Song by 50 Cent

from the album Power of the Dollar
- Recorded: 1999
- Genre: Hardcore hip hop; gangsta rap; East Coast hip hop;
- Length: 4:35
- Label: Trackmasters/Columbia/Sony
- Songwriter: C. Jackson
- Producer: Trackmasters

= Ghetto Qur'an (Forgive Me) =

"Ghetto Qur'an (Forgive Me)" is a song by American rapper 50 Cent from his unreleased Columbia Records debut album Power of the Dollar. The song was leaked in early 2000. The song mentions drug dealers from the 1980s in his neighborhood of South Jamaica, Queens. In 2023, a writer for Vibe Magazine labeled the song "among the most controversial records ever laid on wax".
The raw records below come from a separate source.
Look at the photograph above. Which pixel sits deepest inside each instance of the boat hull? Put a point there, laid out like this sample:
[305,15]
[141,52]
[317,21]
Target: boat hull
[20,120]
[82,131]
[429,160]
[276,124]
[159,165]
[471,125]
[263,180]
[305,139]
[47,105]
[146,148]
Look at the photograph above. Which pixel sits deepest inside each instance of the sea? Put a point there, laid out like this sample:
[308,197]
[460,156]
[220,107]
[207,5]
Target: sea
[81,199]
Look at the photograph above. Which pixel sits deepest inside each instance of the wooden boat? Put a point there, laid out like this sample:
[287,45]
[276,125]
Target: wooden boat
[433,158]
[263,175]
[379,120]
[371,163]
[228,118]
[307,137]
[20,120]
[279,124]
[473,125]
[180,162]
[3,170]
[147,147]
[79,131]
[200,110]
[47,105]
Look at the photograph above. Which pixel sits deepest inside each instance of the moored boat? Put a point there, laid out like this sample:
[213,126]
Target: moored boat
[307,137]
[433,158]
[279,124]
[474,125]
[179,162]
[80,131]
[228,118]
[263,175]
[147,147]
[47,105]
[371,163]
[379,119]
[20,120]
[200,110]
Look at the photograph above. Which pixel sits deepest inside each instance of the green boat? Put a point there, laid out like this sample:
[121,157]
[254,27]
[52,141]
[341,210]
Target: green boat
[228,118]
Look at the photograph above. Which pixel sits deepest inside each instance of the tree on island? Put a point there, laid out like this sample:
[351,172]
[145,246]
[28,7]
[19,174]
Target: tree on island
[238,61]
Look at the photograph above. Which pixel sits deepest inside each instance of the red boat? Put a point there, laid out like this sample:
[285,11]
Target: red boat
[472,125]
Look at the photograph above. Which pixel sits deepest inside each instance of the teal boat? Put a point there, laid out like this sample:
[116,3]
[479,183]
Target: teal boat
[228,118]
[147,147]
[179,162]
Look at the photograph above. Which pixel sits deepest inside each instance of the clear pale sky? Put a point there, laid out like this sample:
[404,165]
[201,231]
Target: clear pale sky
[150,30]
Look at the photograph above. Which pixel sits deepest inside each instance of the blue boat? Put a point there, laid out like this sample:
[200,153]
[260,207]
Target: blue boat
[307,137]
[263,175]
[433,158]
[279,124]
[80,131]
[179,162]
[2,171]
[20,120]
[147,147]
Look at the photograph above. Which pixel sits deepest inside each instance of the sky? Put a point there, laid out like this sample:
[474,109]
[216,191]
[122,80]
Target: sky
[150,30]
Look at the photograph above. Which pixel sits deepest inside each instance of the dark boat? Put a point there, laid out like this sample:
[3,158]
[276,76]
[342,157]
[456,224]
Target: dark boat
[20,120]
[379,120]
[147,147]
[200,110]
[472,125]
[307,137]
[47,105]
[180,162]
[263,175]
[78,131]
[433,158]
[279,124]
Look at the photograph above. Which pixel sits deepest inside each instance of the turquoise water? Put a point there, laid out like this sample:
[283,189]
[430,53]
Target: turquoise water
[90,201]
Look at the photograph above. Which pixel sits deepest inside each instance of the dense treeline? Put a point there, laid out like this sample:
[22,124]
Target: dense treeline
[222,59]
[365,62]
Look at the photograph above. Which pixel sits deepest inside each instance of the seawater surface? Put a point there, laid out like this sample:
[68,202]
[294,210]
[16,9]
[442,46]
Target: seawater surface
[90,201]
As with most of the album the song was produced by Poke & Tone of Trackmasters, who used a sample from Diana Ross' and Marvin Gaye's duet "Stop, Look, Listen (To Your Heart)". The name of the song is a reference to the Islamic holy book, the Quran.

== Lyrics ==
The track's lyrics mention several characters 50 remembers from his formative years in Queens, including Kenneth McGriff and his nephew Gerald Prince Miller of the '80s drug gang Supreme Team.

==Aftermath==
It was rumored that the song and the subsequent music industry blacklisting of 50 Cent by Kenneth "Supreme" McGriff and his associates led to the murder of Run DMC's Jam Master Jay. There is speculation that Jay ignored the blacklisting by mentoring the young 50 Cent and introducing him to the people in the music industry. According to an affidavit by IRS agent Francis Mace, law enforcement officials believed that the shooting of 50 Cent in 2000 was in retaliation for the lyrics of the song which detailed the history of The Supreme Team. While this avenue was investigated, ultimately, Jay's murder was linked to an unrelated cocaine trafficking consignment which had gone wrong (to which arrests were made in 2020).
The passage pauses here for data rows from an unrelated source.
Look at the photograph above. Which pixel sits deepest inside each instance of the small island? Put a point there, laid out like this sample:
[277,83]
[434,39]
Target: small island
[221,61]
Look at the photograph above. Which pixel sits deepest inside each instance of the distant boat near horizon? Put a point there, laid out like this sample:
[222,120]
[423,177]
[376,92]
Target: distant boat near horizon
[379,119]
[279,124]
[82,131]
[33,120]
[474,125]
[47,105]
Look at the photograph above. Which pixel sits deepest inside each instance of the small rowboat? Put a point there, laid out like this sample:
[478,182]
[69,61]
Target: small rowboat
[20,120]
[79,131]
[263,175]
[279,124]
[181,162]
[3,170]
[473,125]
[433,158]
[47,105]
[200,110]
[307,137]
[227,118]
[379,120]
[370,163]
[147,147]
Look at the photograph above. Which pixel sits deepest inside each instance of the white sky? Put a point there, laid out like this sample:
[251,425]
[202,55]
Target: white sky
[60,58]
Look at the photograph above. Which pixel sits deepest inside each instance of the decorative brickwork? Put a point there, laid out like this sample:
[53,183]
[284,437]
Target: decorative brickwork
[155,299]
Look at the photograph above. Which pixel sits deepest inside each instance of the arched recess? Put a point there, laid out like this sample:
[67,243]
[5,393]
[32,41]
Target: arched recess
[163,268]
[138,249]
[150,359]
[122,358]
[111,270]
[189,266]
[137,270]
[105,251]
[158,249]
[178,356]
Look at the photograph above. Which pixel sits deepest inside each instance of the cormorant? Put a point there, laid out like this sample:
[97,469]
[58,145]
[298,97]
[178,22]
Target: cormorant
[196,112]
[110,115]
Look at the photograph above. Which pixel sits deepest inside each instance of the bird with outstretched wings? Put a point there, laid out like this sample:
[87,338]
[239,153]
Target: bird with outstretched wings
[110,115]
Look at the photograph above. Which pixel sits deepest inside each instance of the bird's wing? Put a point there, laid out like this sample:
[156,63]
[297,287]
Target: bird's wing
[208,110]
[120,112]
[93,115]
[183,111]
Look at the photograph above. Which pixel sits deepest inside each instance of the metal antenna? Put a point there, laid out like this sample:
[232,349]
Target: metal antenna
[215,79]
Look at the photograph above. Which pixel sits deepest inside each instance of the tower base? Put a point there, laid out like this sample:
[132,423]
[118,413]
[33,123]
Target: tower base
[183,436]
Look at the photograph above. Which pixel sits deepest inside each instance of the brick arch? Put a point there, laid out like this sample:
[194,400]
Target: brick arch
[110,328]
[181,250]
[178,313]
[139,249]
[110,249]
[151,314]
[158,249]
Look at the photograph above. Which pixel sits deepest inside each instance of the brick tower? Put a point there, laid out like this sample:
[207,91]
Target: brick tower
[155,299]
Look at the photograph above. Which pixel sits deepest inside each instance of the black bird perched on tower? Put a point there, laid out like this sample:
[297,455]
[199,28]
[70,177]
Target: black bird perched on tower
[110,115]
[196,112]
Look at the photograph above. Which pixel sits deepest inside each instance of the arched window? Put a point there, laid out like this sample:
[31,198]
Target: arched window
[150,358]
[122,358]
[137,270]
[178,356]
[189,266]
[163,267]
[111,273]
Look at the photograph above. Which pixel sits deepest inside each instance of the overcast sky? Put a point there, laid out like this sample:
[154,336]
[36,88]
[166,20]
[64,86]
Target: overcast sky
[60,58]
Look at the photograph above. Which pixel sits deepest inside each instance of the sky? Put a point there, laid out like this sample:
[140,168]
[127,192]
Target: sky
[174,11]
"Ghetto Qur'an" served as a basis for 50 Cent's rivals (mainly Ja Rule, Irv Gotti and the Murder Inc. music group, with whom he was feuding at the time) labeling him a snitch. 50 Cent mentioned in an AllHipHop.com interview that the song was appreciated. He also talked about how Nas' song "Get Down" from the album God's Son similarly mentions names, but few people consider anything wrong with it.

The song was later added to his 2002 mixtape Guess Who's Back?, titled as "Ghetto Qua ran".

The chorus to this song was sampled on Proof's solo CD Searching for Jerry Garcia on the song called "Forgive Me".